The Michaels Organization, a third-party company, is in charge of handling residential operations within three buildings at Summit on Juniper that are primarily occupied by graduate students. The fourth building, which primarily houses undergraduate students, is managed through the College’s office of residential life.
The issues have to do with the heating, ventilation and air conditioning system, which works via heat compressors, according to Lujan. She noted that about eight compressors have been identified thus far which need replacement.
“The manufacturer has been onsite to analyze the cause of the failures and to make any adjustments needed to ensure that the system is in good working order for the long haul,” Lujan wrote in an email statement.

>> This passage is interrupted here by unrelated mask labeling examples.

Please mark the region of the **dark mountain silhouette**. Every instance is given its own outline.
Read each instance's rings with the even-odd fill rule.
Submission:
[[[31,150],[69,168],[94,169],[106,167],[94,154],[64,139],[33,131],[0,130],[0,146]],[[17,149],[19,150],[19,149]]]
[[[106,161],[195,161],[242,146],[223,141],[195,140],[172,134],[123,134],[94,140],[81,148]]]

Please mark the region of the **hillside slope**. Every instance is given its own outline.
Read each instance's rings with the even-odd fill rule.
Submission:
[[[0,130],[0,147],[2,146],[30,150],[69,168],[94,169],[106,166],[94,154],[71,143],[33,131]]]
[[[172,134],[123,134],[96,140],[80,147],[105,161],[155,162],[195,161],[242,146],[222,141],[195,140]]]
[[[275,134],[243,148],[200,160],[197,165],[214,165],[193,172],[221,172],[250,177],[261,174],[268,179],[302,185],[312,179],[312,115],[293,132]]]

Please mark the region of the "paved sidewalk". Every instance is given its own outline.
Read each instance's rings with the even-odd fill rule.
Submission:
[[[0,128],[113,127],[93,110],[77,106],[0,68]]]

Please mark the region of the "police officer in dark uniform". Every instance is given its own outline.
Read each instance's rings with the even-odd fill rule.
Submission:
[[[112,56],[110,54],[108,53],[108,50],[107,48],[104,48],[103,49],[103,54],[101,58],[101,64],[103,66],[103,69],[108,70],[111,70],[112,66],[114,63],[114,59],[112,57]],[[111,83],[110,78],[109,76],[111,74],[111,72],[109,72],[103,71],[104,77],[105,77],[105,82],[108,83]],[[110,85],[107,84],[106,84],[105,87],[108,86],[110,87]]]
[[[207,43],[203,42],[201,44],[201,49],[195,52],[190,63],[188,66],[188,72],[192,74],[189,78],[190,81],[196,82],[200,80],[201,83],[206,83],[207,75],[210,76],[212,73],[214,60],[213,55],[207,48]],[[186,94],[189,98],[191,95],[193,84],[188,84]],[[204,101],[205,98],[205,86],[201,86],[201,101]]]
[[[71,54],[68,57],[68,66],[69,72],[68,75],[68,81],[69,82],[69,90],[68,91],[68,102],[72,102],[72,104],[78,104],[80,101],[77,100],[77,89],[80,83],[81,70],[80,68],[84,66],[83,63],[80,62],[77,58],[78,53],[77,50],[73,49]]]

Juniper resident Smitakshi Goswami, who is pursuing a physics and astronomy Ph.D. at Dartmouth, said that the lack of heating has forced her to adopt measures in order to cope with the cold.
“In the morning when I have to go to the living room, it’s freezing,” Goswami said. “I have to wear … my winter clothes even if I just have to cook.”
While Lujan wrote that the compressors are being replaced on a “rolling basis,” she also stated that the Michaels Group management team has set up portable safety space heaters for residents who are experiencing “insufficient heating.”
“The safety space heaters can warm the apartments to an average temperature of 72 degrees, or higher, depending on the individual preferences of the residents,” she wrote.
However, according to vice president of the Graduate Student Council Josephine Benson, an earth sciences master’s degree candidate, the space heaters are not enough, and multiple students said that running several space heaters at a time is unsafe. Benson added that several residents had to request a space heater “multiple times,” while others were told that there were no more heaters. She noted that management has denied the lack of space heaters.
In her email statement, Lujan said that there are enough space heaters for everyone who needs one.
In response to the lack of space heaters, the Graduate Organized Laborers of Dartmouth started a space heater drive once they learned that Summit on Juniper management “could not locate” space heaters to provide to residents, GOLD member Logan Mann said. Goswami said that once GOLD was “in the picture,” every unit that needed a space heater had access to one, but this was not the case before then.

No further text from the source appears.